I also grumble when I’ve got to pick up the pieces for patients expelled from other buprenorphine practices for doing exactly what people with addiction do – take drugs.
I’ve had multiple patients seek admission to our opioid treatment program after they were “fired’ by these other practices. Now, I know I’ll do a better job than they ever did, but it’s a real pain in the ass to try to find out exactly what went wrong. I’ve been hesitant to believe patients’ versions, since they sound incredible, but so far, my patients have told the absolute truth.
Recently I admitted several patients after they were dismissed from the other practice for misuse of their opioids. These patients had been prescribed buprenorphine by the physician extenders, and were apparently doing well. Then on one visit, the nurse practitioner or physician assistant asked the patient about pain, and after being told some pain did remain, these patients were taken off buprenorphine and prescribed powerful opioids instead.
Even the patients thought this action was odd. These patients said they knew they would relapse, but due to their disease of addiction, were unable to refuse this jackpot of opioids when offered.
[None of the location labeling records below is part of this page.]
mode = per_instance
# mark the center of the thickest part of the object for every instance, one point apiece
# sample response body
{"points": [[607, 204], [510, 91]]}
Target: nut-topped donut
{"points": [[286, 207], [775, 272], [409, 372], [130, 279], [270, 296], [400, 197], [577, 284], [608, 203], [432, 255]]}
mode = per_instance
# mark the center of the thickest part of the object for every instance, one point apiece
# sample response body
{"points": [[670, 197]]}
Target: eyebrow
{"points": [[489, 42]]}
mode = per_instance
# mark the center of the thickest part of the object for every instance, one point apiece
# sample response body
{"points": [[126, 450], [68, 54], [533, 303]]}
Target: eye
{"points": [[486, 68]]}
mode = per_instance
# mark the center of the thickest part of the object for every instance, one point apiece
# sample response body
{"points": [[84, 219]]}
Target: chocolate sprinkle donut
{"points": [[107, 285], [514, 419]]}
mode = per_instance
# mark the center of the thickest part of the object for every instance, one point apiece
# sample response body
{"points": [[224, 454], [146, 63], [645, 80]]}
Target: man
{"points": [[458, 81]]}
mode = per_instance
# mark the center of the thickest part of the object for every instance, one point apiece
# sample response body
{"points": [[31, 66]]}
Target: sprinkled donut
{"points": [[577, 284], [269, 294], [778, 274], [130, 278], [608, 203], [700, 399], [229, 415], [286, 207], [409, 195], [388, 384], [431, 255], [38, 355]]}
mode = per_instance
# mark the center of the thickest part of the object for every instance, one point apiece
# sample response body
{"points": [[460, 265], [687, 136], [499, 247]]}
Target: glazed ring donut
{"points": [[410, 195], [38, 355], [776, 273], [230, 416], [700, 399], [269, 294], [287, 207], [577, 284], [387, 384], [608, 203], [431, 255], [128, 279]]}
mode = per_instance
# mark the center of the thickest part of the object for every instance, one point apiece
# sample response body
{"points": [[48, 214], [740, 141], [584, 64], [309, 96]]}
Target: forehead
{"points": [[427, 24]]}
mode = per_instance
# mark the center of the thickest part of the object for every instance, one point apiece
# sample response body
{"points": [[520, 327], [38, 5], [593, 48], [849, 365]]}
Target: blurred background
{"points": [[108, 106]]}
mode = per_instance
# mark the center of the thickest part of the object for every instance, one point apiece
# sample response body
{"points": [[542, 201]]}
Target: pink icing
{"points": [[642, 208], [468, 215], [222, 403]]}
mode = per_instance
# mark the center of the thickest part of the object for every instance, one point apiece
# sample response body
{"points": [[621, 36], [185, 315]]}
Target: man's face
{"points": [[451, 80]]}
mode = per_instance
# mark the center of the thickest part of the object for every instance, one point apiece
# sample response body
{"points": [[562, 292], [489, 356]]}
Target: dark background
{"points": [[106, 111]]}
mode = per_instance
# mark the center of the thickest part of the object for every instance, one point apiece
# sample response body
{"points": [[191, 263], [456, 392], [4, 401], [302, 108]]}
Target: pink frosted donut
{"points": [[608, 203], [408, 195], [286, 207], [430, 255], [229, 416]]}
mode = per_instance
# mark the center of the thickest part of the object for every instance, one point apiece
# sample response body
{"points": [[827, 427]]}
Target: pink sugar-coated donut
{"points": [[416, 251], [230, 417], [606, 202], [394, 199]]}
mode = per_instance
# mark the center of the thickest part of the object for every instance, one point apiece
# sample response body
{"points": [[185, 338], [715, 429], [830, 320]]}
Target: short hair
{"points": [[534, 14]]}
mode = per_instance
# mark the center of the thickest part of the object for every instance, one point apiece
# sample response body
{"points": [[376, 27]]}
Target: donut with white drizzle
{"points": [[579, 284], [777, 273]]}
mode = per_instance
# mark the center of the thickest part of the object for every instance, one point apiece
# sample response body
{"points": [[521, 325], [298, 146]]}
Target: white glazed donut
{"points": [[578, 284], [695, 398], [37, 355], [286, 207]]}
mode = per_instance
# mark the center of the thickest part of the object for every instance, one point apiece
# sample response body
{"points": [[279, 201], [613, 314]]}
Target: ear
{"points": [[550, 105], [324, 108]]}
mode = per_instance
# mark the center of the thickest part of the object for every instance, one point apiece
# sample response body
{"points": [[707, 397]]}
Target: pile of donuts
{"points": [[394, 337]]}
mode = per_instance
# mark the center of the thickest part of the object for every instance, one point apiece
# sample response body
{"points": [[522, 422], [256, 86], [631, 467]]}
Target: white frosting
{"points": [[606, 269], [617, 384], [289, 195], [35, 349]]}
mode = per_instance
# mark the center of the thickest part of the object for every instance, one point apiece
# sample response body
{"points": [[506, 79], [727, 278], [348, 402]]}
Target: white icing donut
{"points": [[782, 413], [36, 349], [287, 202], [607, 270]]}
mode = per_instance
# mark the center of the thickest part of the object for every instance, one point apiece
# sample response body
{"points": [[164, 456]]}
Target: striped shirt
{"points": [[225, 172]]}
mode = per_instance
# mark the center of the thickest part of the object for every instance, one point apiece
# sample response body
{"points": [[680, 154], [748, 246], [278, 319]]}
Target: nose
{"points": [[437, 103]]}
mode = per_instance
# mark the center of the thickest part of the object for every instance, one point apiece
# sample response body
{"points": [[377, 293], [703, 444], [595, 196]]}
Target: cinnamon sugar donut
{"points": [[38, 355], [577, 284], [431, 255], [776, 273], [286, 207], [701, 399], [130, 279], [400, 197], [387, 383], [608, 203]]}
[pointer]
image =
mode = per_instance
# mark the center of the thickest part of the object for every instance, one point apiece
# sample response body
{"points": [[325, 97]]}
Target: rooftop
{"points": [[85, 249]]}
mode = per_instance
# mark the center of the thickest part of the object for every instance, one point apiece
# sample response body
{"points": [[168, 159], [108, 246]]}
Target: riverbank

Events unfolded in a predictable manner. The patients went back into active addiction, and injected the oxymorphone they were prescribed. They ran out early, and when a pill count was demanded, they of course failed. Dismissed for being a bad patient, the confused patients came to the opioid treatment program where I’m left to try to figure out what the hell has gone on.
Thankfully, the people I’ve seen survived their relapses, and were able to re-stabilize on either buprenorphine or methadone. But I wonder how many other people have had worse outcomes.
Perhaps if buprenorphine prescribers had better education about addiction, such relapses could be avoided. That’s one big downside of ignoring DATA 2000 requirements.